That realistic model it builds of the information you are feeding it, if that’s ...

kilgnad · on Feb 15, 2023

Don't know. But the fact that it often produces a "smart" answer is a phenomenon that needs investigation.

You cannot simply dismiss this thing that passes a Google L3 interview and bar exam just because it got some addition problem wrong. That would be bias.

mrguyorama · on Feb 15, 2023

No, it's not bias to understand a stopped clock is right twice a day. The reason LLMs sometimes generate accurate things and sometimes don't is because what they have been trained to do is chose a word to add next. Truth and lies are not a property of the structure of language, but rather information that is conveyed by language. Therefore, both truth and lie are perfectly valid continuations to make "valid" sentences with. LLMs develop no understanding of truth or lie. They just have a statistical model of what words go with what other words, and are plucking the next word based on that and whatever magical metaparams are being tweaked by the data scientists in charge.

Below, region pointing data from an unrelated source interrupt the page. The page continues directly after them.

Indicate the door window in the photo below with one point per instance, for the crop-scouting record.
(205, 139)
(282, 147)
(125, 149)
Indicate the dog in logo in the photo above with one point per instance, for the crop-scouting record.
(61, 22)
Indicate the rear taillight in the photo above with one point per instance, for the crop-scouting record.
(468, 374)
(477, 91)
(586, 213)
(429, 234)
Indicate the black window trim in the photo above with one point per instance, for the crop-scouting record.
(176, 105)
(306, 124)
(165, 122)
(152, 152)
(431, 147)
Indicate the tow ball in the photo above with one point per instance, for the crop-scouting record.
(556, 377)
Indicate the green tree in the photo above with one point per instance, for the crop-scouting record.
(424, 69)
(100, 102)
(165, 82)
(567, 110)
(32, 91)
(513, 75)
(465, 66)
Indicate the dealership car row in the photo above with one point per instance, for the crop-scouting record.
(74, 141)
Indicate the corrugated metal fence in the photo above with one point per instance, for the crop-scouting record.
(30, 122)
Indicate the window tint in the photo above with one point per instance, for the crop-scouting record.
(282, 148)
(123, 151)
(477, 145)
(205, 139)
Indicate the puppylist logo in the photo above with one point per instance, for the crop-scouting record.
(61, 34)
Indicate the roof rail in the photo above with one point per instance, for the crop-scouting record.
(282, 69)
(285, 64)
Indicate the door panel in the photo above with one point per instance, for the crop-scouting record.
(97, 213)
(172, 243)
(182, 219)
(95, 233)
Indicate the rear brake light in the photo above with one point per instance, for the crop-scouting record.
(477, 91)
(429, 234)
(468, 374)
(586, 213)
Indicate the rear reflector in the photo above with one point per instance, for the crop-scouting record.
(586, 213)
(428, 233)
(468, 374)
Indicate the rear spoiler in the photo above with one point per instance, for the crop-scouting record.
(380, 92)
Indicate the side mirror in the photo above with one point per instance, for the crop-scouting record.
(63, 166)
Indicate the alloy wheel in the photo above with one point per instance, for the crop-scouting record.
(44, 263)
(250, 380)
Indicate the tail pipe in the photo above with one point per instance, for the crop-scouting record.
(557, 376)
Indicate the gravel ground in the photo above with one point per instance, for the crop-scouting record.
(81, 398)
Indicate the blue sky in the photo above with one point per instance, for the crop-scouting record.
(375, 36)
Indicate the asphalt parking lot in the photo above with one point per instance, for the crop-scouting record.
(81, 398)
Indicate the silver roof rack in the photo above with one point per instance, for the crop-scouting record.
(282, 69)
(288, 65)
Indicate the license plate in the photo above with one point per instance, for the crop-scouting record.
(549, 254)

This is also why it is so good at programming. Programming languages are intentionally designed, often to be very regular, often to be easy to learn, and with usually very strict and simple structures. The syntax can often be diagrammed on one normal sheet of paper. It makes perfect sense that "add a token to this set of tokens based on the statistical likelihood of what would be a common next token" produces often syntactically correct code, but more thorough observers note that the code is often syntactically convincing but not even a little correct. It's trained on a bunch of programming textbooks, a bunch of "Lets do the common 10 beginner arduino projects" books, a bunch of stackoverflow stuff, probably a bunch of open source code etc.

OF COURSE it can pass a code interview sometimes, because programming interviews are TERRIBLE at actually filtering who can be good software developers and instead are great at finding people who can act confident and write first-glance correct code.